ソファに腰かけて、汗を拭きながらテーブルに手土産を置くマタエー。

「甘い物はまだお好きですか?」

「ええ、ええ、好きだとも。好きだとも。何より脳の活性化、栄養・・」と言いながら、トエルは紅茶をカップに淹れて来た。

「しかし、相変わらず博士のお宅は凄い草いきれですな。都会の真ん中でこんなところはおそらくここだけでしょうなあ」まだ、額の汗を拭いているマタエー。

「私は何がしかに手を加えるのが仕事だが、唯一、自然には手を加えん主義でな。生え育つに任せるんじゃ」

「いやー、しかし、本当にご無沙汰ですな。またお会いできるとは、光栄です」マタエーはトエルのしわくちゃの手と握手した。

「何も、何も。わしは引退した身じゃから、何となく学会の方々と会うのは遠慮していたんじゃ・・」カップの紅茶を一口飲み、マタエーの持って来たケーキを一口食べた。

「それですよ。また研究をお始めになられたとかで・・。世間は狭いものですな。あっという間に噂は広まるものです・・」

「わしが何を今研究しているかを知りたいのじゃろ?」トエルが少し笑って言った。

「いやはや、何でもお見通しですな。ずばりその通りなんです。世紀の大発明家の先生が、・・失礼ですが、そのお歳でまた再開されたとなると、何の研究をなされているのかと、私の好奇心も刺激されるというものです」

「マタエー君の方はどういう調子だい?」

「私は今、国に命じられて、小さな研究をさせられております。マウスの細胞を変化させて、少しずつ違う生き物に変身させるという、・・まあごくつまらない仕事ですよ」

「それはつまらんなあ・・」トエルはまた少し笑って、紅茶を飲んだ。

「で、トエル先生の研究とは?」マタエーが目を輝かせて聞いた。

「他でもないマタエー君じゃ。教えてやろう。それは、・・永久機関じゃよ」

「え? 永久機関? あの、永久機関ですか?」

「そう。無限にエネルギーを発生させ続ける。それを作っているんじゃよ」

「それは、・・何か、突破点が見つかったのですか? そんな研究を・・。凄い!」マタエーは声を上げた。

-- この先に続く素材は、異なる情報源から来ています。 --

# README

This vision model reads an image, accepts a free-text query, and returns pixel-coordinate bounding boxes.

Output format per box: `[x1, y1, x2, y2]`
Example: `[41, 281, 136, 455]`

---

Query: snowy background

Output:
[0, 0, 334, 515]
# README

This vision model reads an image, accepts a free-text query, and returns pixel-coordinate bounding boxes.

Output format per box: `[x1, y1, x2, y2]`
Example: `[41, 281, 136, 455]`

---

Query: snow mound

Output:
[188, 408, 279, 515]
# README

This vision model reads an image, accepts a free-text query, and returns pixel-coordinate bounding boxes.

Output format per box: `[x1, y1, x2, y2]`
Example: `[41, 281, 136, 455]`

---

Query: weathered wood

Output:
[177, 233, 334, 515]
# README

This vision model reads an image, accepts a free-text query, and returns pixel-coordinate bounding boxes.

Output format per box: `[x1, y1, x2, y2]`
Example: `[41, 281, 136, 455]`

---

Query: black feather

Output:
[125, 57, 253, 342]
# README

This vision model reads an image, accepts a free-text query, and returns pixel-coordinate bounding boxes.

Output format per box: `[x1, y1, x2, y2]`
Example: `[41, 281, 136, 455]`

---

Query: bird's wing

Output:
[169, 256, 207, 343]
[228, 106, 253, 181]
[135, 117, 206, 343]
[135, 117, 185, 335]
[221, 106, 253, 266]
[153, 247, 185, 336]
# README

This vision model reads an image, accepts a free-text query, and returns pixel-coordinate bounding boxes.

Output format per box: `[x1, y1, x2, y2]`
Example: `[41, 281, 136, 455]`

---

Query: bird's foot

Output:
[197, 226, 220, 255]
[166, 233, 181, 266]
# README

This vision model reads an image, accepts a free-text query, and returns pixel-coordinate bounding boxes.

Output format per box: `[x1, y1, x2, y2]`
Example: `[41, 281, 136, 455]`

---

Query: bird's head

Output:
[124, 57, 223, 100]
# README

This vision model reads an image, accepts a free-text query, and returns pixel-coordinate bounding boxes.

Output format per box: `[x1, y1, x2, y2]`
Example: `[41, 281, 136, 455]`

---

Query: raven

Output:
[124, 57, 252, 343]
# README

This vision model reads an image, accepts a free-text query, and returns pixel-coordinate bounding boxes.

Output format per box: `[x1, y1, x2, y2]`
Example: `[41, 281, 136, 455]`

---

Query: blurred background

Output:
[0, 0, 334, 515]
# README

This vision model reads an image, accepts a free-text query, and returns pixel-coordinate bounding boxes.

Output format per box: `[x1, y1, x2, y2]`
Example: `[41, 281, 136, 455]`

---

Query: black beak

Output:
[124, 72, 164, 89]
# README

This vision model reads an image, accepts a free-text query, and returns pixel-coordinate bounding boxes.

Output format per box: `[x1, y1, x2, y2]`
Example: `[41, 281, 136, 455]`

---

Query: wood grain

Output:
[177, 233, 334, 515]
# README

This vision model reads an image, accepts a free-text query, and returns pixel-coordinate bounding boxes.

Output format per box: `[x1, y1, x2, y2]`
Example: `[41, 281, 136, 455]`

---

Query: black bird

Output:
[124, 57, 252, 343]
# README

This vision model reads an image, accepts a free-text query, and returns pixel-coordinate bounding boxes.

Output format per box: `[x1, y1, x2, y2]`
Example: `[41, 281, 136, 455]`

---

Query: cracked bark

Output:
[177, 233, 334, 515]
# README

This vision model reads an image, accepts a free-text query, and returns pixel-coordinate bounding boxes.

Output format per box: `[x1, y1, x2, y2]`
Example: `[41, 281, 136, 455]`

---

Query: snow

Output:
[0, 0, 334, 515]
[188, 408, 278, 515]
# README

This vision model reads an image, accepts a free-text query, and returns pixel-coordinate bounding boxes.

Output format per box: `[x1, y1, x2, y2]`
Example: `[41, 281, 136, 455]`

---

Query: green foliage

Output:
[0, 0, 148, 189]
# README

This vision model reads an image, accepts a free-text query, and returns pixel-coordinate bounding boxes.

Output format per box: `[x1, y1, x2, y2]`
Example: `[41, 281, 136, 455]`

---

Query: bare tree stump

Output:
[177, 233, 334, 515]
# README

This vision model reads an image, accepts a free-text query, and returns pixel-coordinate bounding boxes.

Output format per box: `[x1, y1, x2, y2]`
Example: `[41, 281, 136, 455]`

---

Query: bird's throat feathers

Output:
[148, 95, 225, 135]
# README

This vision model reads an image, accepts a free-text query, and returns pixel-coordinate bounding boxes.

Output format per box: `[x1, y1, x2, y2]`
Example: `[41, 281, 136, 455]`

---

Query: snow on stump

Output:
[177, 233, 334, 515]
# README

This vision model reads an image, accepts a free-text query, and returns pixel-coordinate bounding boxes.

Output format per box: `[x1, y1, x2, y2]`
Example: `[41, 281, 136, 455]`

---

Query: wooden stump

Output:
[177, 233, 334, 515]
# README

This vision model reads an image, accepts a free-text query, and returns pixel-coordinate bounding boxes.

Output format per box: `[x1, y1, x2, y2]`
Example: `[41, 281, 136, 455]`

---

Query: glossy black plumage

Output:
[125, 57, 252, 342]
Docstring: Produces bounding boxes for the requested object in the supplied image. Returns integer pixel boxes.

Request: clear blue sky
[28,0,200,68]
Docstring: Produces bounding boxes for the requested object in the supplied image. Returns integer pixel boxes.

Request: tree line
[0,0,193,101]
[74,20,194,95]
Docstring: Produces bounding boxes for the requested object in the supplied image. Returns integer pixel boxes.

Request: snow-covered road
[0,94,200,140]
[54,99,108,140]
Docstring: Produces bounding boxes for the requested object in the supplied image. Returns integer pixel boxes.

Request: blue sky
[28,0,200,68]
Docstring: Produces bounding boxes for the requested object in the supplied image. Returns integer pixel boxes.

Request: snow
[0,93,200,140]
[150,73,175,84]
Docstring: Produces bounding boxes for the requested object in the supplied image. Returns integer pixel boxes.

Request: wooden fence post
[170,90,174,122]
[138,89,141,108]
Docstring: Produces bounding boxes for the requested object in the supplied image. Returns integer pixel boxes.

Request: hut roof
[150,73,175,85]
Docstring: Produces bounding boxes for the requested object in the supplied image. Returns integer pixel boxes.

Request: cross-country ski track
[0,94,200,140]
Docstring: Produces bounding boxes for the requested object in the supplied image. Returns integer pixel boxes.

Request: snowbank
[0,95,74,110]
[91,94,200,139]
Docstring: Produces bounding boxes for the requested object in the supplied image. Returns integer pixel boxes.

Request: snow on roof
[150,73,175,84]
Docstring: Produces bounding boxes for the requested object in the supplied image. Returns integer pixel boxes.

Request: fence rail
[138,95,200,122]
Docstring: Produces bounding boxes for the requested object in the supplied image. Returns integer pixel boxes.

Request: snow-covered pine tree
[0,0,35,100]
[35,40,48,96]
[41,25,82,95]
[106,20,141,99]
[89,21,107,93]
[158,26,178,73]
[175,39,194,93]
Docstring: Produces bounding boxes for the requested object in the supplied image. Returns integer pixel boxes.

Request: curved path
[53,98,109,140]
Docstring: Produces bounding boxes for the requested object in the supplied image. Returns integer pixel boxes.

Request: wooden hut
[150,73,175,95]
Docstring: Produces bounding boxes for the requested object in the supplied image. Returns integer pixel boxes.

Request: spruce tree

「まあまあだな。実のところ、わしが死ぬ頃、出来上がるんじゃないかと思っとる」

「そんな、・・縁起でもない」

「本当じゃよ。夢だが、・・この頃死ぬ夢をよく見るんだ。その中身は言えんが、・・何か予感めいたものもあるんじゃ。だから、わしは死ぬことはちっとも怖くない。むしろそれはわしのこの研究が達成させられるということだからな。研究者にとって怖いものは結果を出せんことじゃ。分かるじゃろ?」

「まあ、そうですが・・。その研究とは一体どれくらい進んでおられるのですか?」

「まあ、・・・・あと一か月くらいだろうね」

「そんなに早く! いやあ、驚きました。まさにトエル先生は世紀の大発明家でおられる!」

「この話は口外はしてくれるなよ。もし、結果が出せなんだら恥ずかしいものな・・」

「ハハハ、いやいや、私の口の堅さは博士もよくご存知でしょう? 一か月後、楽しみですなあ・・。学会がひっくり返りますよ。ハハハハ」

「じゃあ、また。研究が終ったら、電話でもするよ」

「有難う御座います。ではまた」帽子を被り直して、マタエーは出て行った。

それをトエルは微笑みながら、見送った。


 ちょうど一か月後。トエルはマタエーに電話していた。

「ああ、マタエーさんの奥さんかね。わし、トエルじゃ。そう、そのトエル。マタエー君はご在宅かね。うん。はい。じゃあ、待っとるよ。・・・・ああ、マタエー君。わしじゃ。そう。研究が完成したよ。すまんね、こんな夜中に。いやいや、そんな大したもんじゃない。本当に。相変わらず大ゲサじゃのー。うん。いいのかね? そこからじゃ、真夜中になってしまうよ?・・そうかい。じゃ、待っとるよ」電話を切って、トエルはソファに横になった。そして、煙草に火を点けた。トエルは一つの研究を達成した時に一本だけ煙草を吸うことに決めてある。空っぽの灰皿に灰を少しずつ落としながら、生涯最後の煙草を心ゆくまで味わった。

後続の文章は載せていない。